Menurutnya, penyampaian kritik dan saran dari masyarakat merupakan bagian dari proses perbaikan kebijakan publik yang sehat.

Pemerintah Buka Ruang Evaluasi

Ia menegaskan, pemerintah tidak menutup diri terhadap kemungkinan adanya kelompok masyarakat yang luput dari perhatian. Setiap usulan, kata dia, akan menjadi bahan kajian lebih lanjut sesuai dengan kapasitas dan prioritas program.

“Kalau memang ada hal-hal yang masih belum terpikirkan oleh kami, silakan disampaikan. Pemerintah akan terbuka untuk mengevaluasinya,” ujar Prasetyo.

Fokus MBG Masih pada Kelompok Rentan

Saat ini, program MBG difokuskan pada anak usia dini, pelajar dari jenjang TK hingga SMK, serta ibu hamil dan ibu menyusui. Kelompok tersebut dipilih karena memiliki tingkat kerentanan gizi yang tinggi dan berdampak langsung pada kualitas kesehatan jangka panjang.

Pemerintah menilai pemenuhan gizi pada fase awal kehidupan menjadi fondasi penting dalam menyiapkan sumber daya manusia yang sehat dan produktif.

Target Nasional MBG 2026

Pada 2026, pemerintah menargetkan pembangunan sekitar 19 ribu Satuan Pelayanan Pemenuhan Gizi (SPPG) atau dapur MBG di berbagai wilayah Indonesia.
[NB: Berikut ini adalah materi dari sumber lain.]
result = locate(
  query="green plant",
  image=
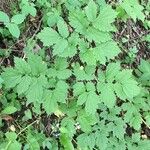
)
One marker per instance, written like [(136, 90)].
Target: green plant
[(70, 89)]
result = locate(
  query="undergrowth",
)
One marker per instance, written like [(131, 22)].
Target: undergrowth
[(75, 75)]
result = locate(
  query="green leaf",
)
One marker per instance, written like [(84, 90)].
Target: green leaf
[(61, 92), (1, 81), (9, 110), (15, 145), (28, 9), (48, 36), (105, 19), (106, 51), (131, 88), (133, 9), (107, 94), (60, 46), (11, 136), (37, 65), (88, 57), (11, 77), (4, 17), (23, 86), (91, 11), (36, 89), (33, 143), (63, 28), (49, 104), (22, 66), (91, 103), (13, 29), (66, 142), (18, 19)]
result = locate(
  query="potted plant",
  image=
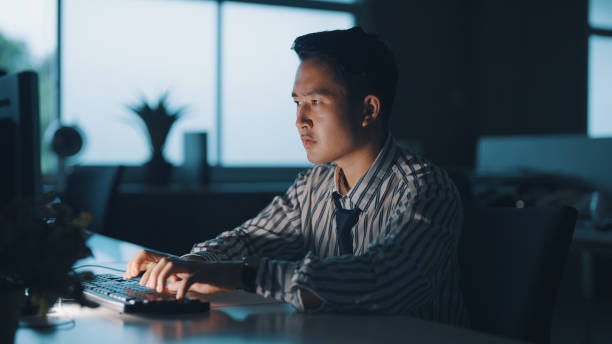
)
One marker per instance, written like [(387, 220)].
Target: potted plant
[(158, 121), (40, 240)]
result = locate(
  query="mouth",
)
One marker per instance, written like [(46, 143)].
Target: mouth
[(307, 140)]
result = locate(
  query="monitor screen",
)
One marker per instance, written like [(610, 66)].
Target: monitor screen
[(20, 175)]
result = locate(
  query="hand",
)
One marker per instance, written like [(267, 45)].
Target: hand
[(186, 275), (142, 261)]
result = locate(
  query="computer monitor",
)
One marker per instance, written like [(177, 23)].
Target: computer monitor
[(20, 174)]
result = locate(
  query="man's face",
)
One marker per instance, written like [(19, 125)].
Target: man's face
[(327, 126)]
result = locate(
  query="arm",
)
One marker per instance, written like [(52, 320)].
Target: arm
[(398, 273), (274, 232)]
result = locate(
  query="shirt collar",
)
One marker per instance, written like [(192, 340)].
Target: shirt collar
[(367, 185)]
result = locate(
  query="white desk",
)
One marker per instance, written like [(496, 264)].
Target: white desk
[(234, 318)]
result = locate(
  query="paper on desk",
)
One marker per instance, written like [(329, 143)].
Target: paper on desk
[(234, 298)]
Seluruh dapur tersebut diproyeksikan melayani hingga 82,9 juta penerima manfaat.

Angka tersebut menunjukkan skala besar program MBG sebagai salah satu program prioritas nasional yang terus dikembangkan secara bertahap.
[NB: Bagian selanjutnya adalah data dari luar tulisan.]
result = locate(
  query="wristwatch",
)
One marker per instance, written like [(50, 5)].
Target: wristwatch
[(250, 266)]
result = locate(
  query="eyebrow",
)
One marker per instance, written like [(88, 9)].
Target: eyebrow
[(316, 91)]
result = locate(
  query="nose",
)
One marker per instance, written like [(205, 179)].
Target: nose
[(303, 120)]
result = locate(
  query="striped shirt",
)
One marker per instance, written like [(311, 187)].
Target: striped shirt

Evaluasi Program Kesehatan Lain

Selain membahas MBG, Prasetyo menyebut agenda retret kabinet juga dimanfaatkan untuk mengevaluasi Program Cek Kesehatan Gratis (CKG). Hingga saat ini, sekitar 70 juta warga tercatat telah memanfaatkan layanan tersebut.

Prasetyo juga menyampaikan, evaluasi rutin dilakukan agar seluruh program pemerintah tetap berjalan efektif dan tepat sasaran. “Retret ini menjadi momen pembekalan sekaligus evaluasi menyeluruh atas program-program pemerintah,” tutupnya.